L’adaptation de la directive européenne sur les dimensions et les poids est un devoir moral !

Une proposition de loi française menace le marché intérieur tout en ne respectant pas l’environnement !


Sofie Brutsaert, COMPETENCE CENTRE ENERGY, CLIMATE & MOBILITY
20 April 2021

La directive européenne 96/53/CE fixe le poids maximal des camions dans l’Union à 40 tonnes. De nombreux États membres dérogent à cette règle sur leur propre territoire – et ils sont autorisés à le faire. Ce qui a pour conséquence l’impossibilité de franchir légalement les frontières. Un changement prévu dans la législation française – officiellement pour se conformer à une mise à jour de la directive sur le transport multimodal – a pour effet pervers de donner aux camions français un avantage sur les autres. Il fixe également le passage de la frontière à 40 tonnes. Le régime envisagé est non seulement indéfendable d’un point de vue environnemental, mais il est aussi contraire à la philosophie du marché unique.

Cette frontière avec la France est véritablement une épine dans le pied de nos transporteurs et chargeurs. Au sein du Benelux, qui bénéficie d’un statut spécial de zone expérimentale au sein de l’UE, il existe en effet un cadre juridique qui fixe le passage de la frontière à 44 tonnes. Depuis de nombreuses années, la FEB et beaucoup d’autres œuvrent pour faire entrer la France dans la zone 44 tonnes. Cette harmonisation constituerait en effet un progrès important pour toute la région sur le plan tant économique qu’écologique. Depuis que la France a fixé le poids maximal sur son propre territoire à 44 tonnes, tout en refusant d’entendre parler d’une solution pour le passage de la frontière, on a de plus en plus le sentiment qu’elle adopte une position protectionniste totalement contraire à l’esprit de la règle européenne. Or, celle-ci avait précisément pour objectif de créer des conditions de concurrence équitables au sein de l’Union au moyen d’une norme.

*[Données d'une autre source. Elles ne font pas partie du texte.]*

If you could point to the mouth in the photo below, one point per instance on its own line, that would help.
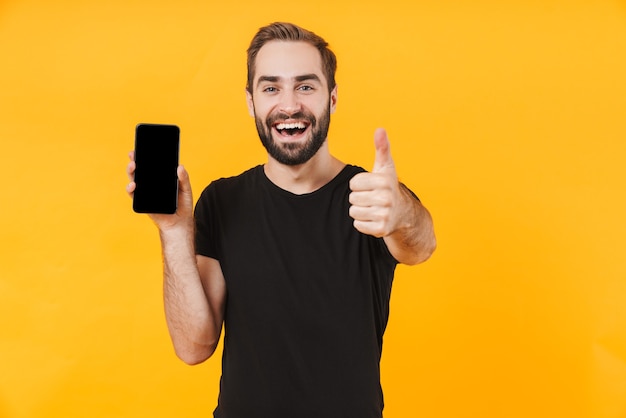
(291, 129)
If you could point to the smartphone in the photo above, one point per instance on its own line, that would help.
(156, 162)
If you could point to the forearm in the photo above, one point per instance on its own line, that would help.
(193, 327)
(413, 240)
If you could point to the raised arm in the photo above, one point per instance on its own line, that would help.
(384, 207)
(193, 286)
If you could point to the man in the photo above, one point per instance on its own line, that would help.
(295, 257)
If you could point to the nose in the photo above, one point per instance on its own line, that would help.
(289, 102)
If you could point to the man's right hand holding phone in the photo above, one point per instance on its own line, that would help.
(184, 213)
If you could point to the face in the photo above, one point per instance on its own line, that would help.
(290, 101)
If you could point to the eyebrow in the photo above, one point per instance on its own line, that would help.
(298, 78)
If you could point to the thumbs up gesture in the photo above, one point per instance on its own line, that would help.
(376, 196)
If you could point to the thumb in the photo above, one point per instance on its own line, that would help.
(383, 161)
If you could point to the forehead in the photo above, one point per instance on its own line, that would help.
(288, 59)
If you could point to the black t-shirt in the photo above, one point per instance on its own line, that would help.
(307, 299)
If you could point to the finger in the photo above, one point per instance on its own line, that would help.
(382, 161)
(130, 188)
(367, 181)
(130, 170)
(370, 199)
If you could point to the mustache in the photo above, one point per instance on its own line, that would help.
(280, 116)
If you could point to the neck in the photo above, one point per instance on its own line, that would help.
(307, 177)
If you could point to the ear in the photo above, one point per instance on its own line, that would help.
(333, 99)
(250, 103)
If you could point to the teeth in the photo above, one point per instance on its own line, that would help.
(294, 125)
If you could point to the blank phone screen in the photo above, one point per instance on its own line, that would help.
(156, 159)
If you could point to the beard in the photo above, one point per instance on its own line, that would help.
(294, 153)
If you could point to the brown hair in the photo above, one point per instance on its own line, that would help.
(282, 31)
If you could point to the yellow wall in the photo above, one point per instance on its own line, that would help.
(506, 117)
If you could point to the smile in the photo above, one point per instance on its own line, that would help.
(291, 128)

Mais il y avait aussi des obstacles formels à la conclusion d’un accord bilatéral. Ainsi, la directive UE ne mentionne pas cette possibilité. De plus, en Belgique, cette matière a été régionalisée, alors que l’État français ne peut pas conclure un accord de cette nature avec une région. Le résultat a été une période prolongée d’incertitude. Bien que certaines interprétations juridiques suggèrent qu’il n’y a aucun risque à traverser la frontière avec un camion de 44 tonnes, la question demeure de savoir ce qui se passerait en cas d’accident.

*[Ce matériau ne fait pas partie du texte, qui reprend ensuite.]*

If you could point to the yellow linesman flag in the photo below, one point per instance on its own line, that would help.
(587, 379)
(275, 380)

La Commission européenne reproche désormais à la France de ne pas avoir transposé complètement la directive. Ce serait la raison d’être des propositions de texte qui circulent depuis un certain temps.

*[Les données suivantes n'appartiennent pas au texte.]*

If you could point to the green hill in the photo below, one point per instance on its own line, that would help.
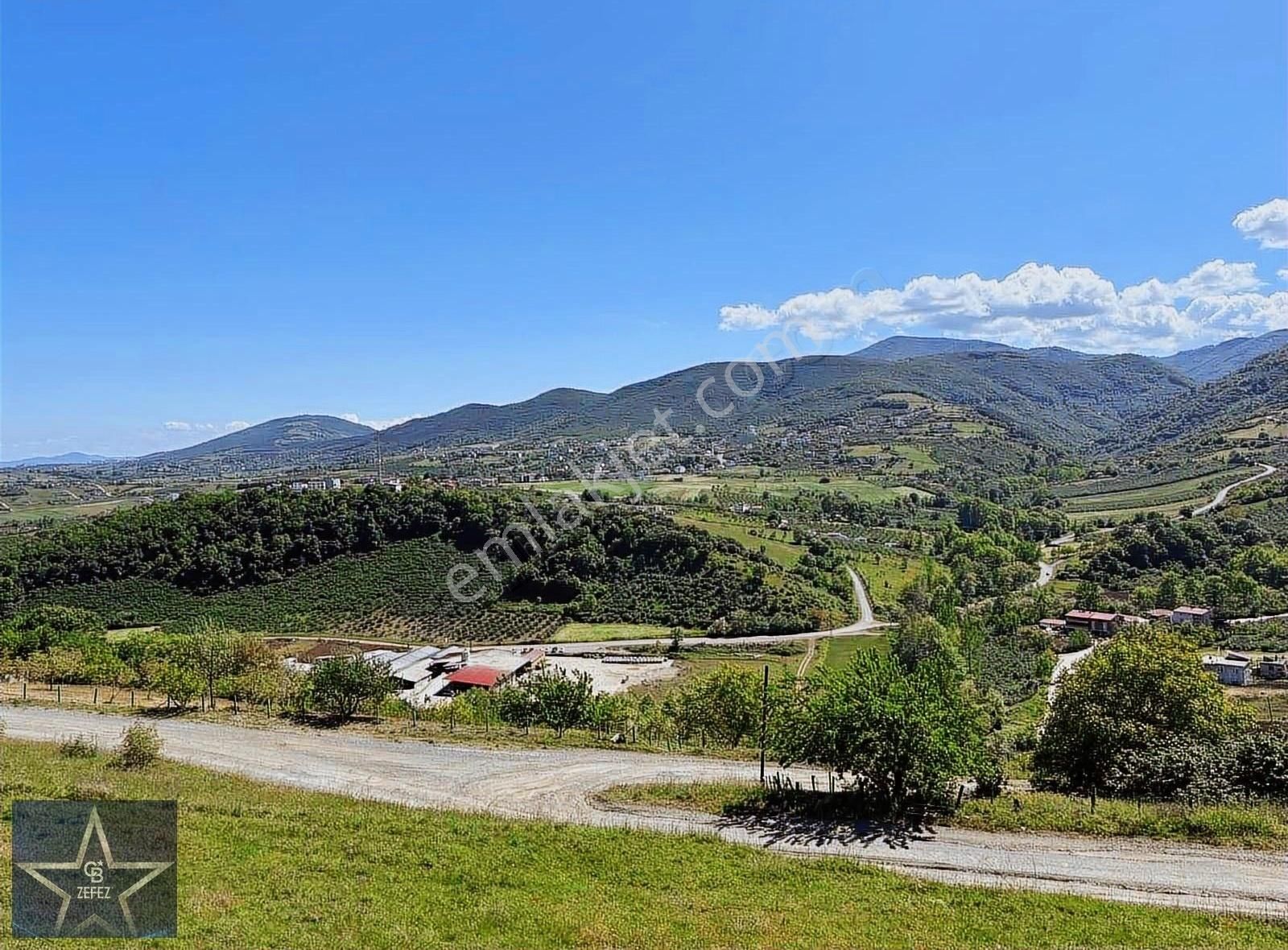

FEB – La FEB s’inquiète de lire que la France veut maintenir la norme à 40 tonnes, avec deux exceptions où les 44 tonnes sont autorisées : pour le transport multimodal et pour le transport à l’intérieur des frontières nationales. Sachant que le régime de cabotage rend difficile pour les étrangers d’effectuer des transports intranationaux, cela établit de facto une distinction entre les transporteurs nationaux et les transporteurs étrangers. Nous espérons que l’Europe comprendra que cette situation est intenable et que, lorsque la directive en question sera ouverte à la révision en 2022, une solution paneuropéenne sera enfin trouvée pour rendre tous les passages frontaliers problématiques plus efficaces sur le plan environnemental. C’est un devoir moral en ces temps de réchauffement climatique.